Emerging evidence supports the use of genomic, transcriptomic, and proteomic, and metabolomic biomarkers to identify distinct ILD subgroups with prognostic or therapeutic relevance. Several biomarkers are being evaluated prospectively, including TOLLIP genotype and eNose technology. Machine learning enables the integration of high-dimensional multiomics data, offering insights beyond what single biomarkers can provide.

SUMMARY

Precision medicine in ILD is advancing rapidly and holds promise for more individualized care. Future efforts should prioritize multimodal integration, prospective validation across diverse ILD subtypes, and translating research into clinical practice. Continued innovation and collaboration will be essential to fully realize the potential of precision medicine in transforming ILD care and research.

摘要

综述目的

由于潜在的生物学异质性和多变的临床病程,间质性肺疾病(ILD)在诊断和治疗上面临重大挑战。传统的诊断和预后工具在捕捉这种异质性或指导个性化治疗方面能力有限。生物学表型分析的进展为ILD的精准医学奠定了基础,改善了ILD的诊断、预后和治疗决策。
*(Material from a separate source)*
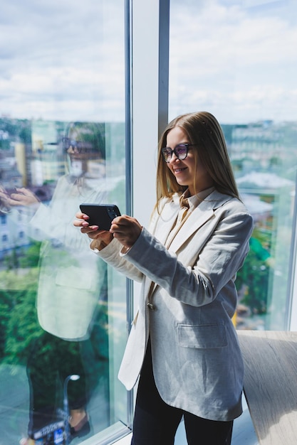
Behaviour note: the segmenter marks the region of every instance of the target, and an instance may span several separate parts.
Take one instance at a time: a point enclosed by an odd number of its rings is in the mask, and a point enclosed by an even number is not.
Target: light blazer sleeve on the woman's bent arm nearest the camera
[[[226,205],[215,218],[217,224],[207,240],[201,242],[197,230],[184,247],[191,257],[197,249],[194,264],[179,261],[179,253],[168,251],[145,229],[125,257],[173,298],[192,306],[209,304],[236,277],[249,252],[253,230],[251,215],[243,206],[234,210]]]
本综述重点介绍了生物学表型分析技术的最新进展及其重塑ILD治疗的潜力。

最新发现

新出现的证据支持使用基因组、转录组、蛋白质组和代谢组生物标志物来识别具有预后或治疗相关性的不同ILD亚组。几种生物标志物正在进行前瞻性评估,包括TOLLIP基因型和电子鼻技术。机器学习能够整合高维多组学数据,提供单个生物标志物无法提供的见解。

总结

ILD的精准医学正在迅速发展,有望实现更个性化的治疗。未来的努力应优先考虑多模式整合、跨不同ILD亚型的前瞻性验证,以及将研究转化为临床实践。持续的创新和合作对于充分实现精准医学在改变ILD治疗和研究方面的潜力至关重要。